From an American point of view, even with the coalition forces helping,  U.S. forces were badly stretched to deal with both Afghanistan and other  existing problems ‐‐ such as North Korea. One can speculate that one reason  for attacking Iraq in 2003 rather than continuing the attempt at containment  was the feeling that it was impossible to continue to tie down the mobile forces  involved in containment, particularly the aircraft enforcing the No‐Fly Zone,  while the war on terrorism escalated. Clearly the United States badly wanted  coalition help, but even with coalition navies in place overall resources were  perceived as very limited. That does not affect the view that sophisticated  coalition navies make a vast difference to the United States ‐‐ and that their  absence can be keenly felt.  

There is a third type of contribution, but it is likely to be far less attractive.  When the Cold War ended, the Nordic navies were concentrating on selfdefense in the event of a Soviet attack. They had become expert in littoral  warfare, for example in concealing missile boats along their coasts so that they  could strike at approaching invasion forces. For the United States and other  powers interested in projecting sea power abroad, one main problem is  overcoming exactly such defenses. For some years NATO fleets have learned  the art of littoral operations, both against mines and against missiles, by  exercising against the coast defense navies, such as that of Denmark. This  exercise role is clearly still very relevant, and the assistance offered by the  Royal Danish Navy is probably invaluable.

However, this type of assistance falls short of what a government  reasonably expects from its investment in sea power. Too, while the assistance  is well appreciated on a navy‐to‐navy basis, it probably has only limited impact  on a government‐to‐government basis; it offers only limited leverage within a  coalition or an alliance.  

The more fundamental question is, why should small powers spend  valuable money on military forces? During the Cold War, that was more than a  rational question, because individually no small power had much of a chance of  standing off a superpower attack. The rational answer was that unless the  small power did its best as part of an alliance, no one would protect it when the  crisis came. Moreover, participation in an alliance gave every member some  say in what the alliance would do. The larger the contribution, the larger the  say. That was the rationale for the very close British participation with the  United States in the nuclear deterrent.  

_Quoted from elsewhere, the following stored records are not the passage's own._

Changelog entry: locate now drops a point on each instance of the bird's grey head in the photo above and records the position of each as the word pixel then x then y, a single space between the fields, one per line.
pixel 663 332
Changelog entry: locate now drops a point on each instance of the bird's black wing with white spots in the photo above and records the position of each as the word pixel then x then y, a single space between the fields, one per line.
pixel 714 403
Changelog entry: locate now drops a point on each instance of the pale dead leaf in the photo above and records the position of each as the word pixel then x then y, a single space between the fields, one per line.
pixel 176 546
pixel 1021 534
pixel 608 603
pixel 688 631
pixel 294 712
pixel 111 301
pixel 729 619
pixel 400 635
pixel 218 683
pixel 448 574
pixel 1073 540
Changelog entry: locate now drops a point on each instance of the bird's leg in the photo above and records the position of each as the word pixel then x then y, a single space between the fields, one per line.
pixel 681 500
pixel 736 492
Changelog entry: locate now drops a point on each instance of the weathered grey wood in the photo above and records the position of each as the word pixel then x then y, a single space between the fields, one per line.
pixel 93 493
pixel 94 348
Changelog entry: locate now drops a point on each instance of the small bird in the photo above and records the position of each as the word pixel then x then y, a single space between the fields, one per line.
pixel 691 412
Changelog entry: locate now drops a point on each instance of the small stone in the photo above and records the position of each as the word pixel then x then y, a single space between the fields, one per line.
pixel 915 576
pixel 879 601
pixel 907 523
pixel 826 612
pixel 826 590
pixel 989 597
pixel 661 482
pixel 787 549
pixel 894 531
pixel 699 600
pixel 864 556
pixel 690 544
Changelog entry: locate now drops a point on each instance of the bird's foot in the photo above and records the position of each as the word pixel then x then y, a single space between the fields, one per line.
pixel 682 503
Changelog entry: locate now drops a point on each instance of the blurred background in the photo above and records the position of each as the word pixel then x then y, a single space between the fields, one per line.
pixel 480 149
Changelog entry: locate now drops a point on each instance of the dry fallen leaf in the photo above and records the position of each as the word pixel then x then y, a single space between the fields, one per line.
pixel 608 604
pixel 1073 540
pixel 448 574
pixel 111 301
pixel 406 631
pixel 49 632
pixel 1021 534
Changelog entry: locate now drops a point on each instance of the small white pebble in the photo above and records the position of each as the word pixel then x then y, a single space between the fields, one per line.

Post Cold War, the rationale is much simpler. Small but sophisticated  forces really can make a difference. The most important threats, it now seems, are based far from their targets, in countries which are generally accessible to  sea power. That was the case with Al Qaeda in Afghanistan, for example.  Clearly military power alone does not deal with such threats, which are often  mounted on a sub‐national level (although Al Qaeda came very close to being  the effective government of Afghanistan in 2001). However, military action  seems to have a vital role.  

The solution to the current terrorist threat seems inevitably to involve a  coalition. Coalitions are not as rigid as alliances; members join and drop out, or  limit their contributions as they like. However, the ability to provide valuable  assistance to a coalition helps ensure that the coalition will help the  contributor. In that sense the situation is not so very different from what it was  during the Cold War ‐‐ the main difference is that a small but advanced country  can make a much more visible contribution. Sea power, which can mean the  formation of a national naval unit like the Danish Task Group, seems to be the  optimum one.